- Born: 1929
- Died: June 2009
- Education: University College London
- Occupation: Meteorologist

= Mavis Hinds =

English meteorologist (1929–2009)

Mavis Kathleen Hinds (1929–2009) was an English meteorologist who, together with Fred Bushby, pioneered the use of computers to carry out meteorological calculations in the UK. She studied Mathematics at University College London and on graduating joined the UK Meteorological (Met) Office in 1951, attending their Initial Forecasting Course that year. She went on to work with Bushby in using the Lyons Electronic Office (LEO), an early computer developed by J. Lyons & Co, becoming an expert in writing, running and correcting computer programs for weather forecasting. She was seen at that time as one of the first prominent female meteorologists and also the first to play a leading role in the development of numerical weather prediction, both in the UK and worldwide.

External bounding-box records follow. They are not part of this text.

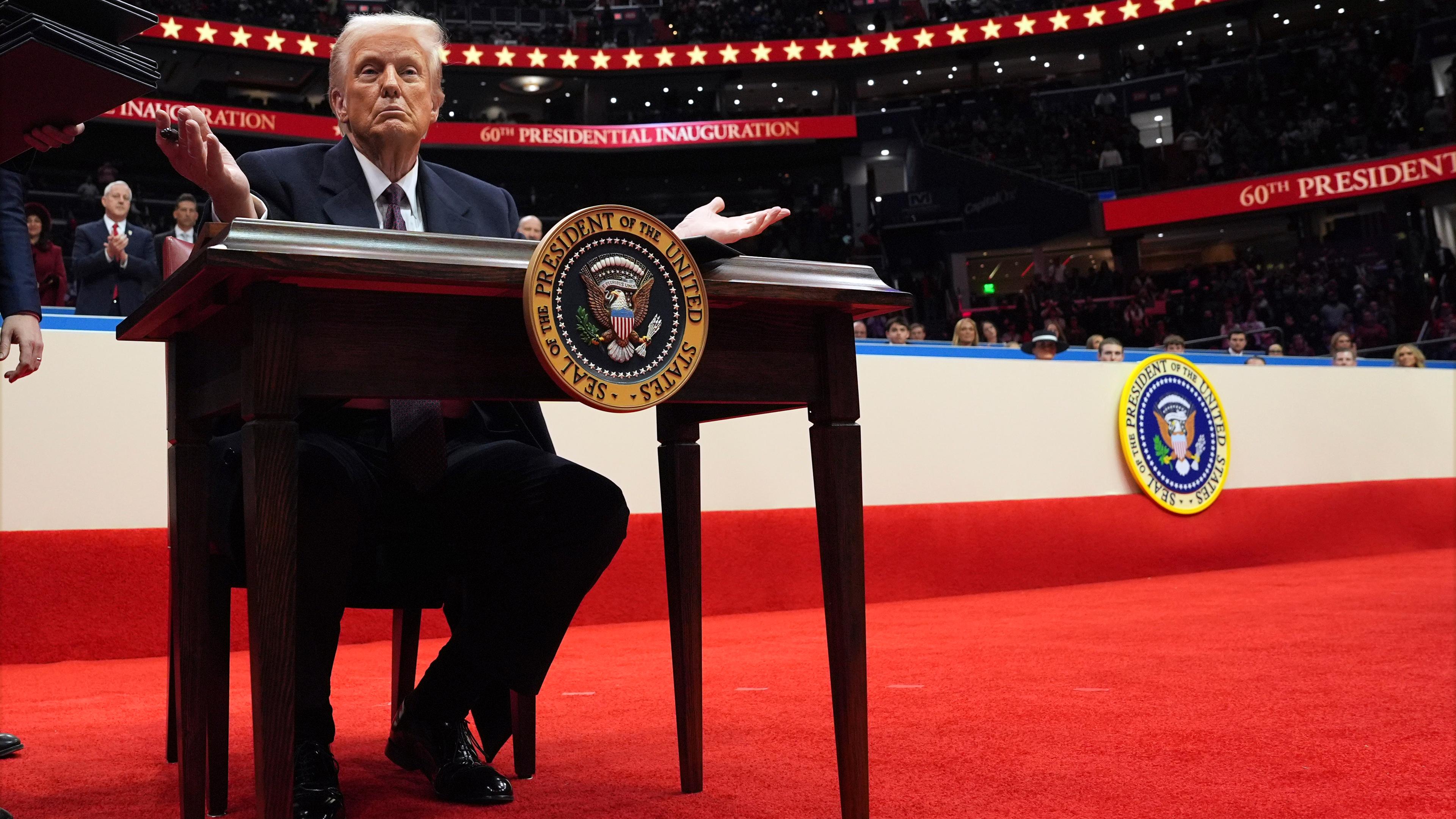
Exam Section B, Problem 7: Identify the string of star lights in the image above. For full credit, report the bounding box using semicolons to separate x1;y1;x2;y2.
143;0;1227;74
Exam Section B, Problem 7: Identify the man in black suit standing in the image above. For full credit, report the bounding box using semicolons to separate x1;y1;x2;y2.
156;13;788;819
153;194;199;259
71;179;162;316
0;126;86;819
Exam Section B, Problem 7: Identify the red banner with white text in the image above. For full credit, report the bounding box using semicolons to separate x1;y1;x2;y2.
100;98;856;150
1102;144;1456;230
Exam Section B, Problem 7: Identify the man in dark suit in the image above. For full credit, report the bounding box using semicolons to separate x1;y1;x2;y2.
71;179;162;316
153;194;199;268
0;168;41;382
156;8;788;819
0;126;86;819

== Early life and education ==
Hinds passed her Higher School Certificate in pure mathematics, applied mathematics and physics. This was an ideal combination of subjects for the study of meteorology in which she was already developing an interest. On the strength of her examination results, she was awarded a scholarship and a place to read Mathematics at University College London.

== Research and career ==
From 1951 Hinds worked at the UK Met Office as part of their Forecast Research Division, which had been set up in 1949 in Dunstable. Hinds, as part of the Division, was instrumental in the development of numerical weather prediction (NWP). The earliest days of NWP in the late 1940s relied on hand calculation, but as electronic computing machines began to be developed in the US (ENIAC) and the UK (EDSAC and LEO), NWP grew in reliability and prevalence. In 1954, at a meeting of the Royal Meteorological Society, Fred Bushby and Hinds presented the first computer-based baroclinic forecast in Europe. Since 1951, they had been making use of the computing power of LEO, the world's first business computer, developed by J. Lyons & Co caterers.

Because in the early 1950s the UK Met Office had no in-house computing facilities, calculating power had to be obtained from part-time use of LEO and the Ferranti Mark 1 Star at the University of Manchester. Use of these very early computers involved working unsociable hours when the machines were not being used by others. Throughout the 1950s and 1960s, Hinds worked with Bushby and others on a series of published papers that detailed the developments made.

In 1981, Hinds reflected on the impact of computing on weather prediction and in 1994 contributed a chapter about the history of Met Office computerisation to Peter Bird's book on the development of the LEO computers.

Hinds later worked in management roles before her retirement in 1989.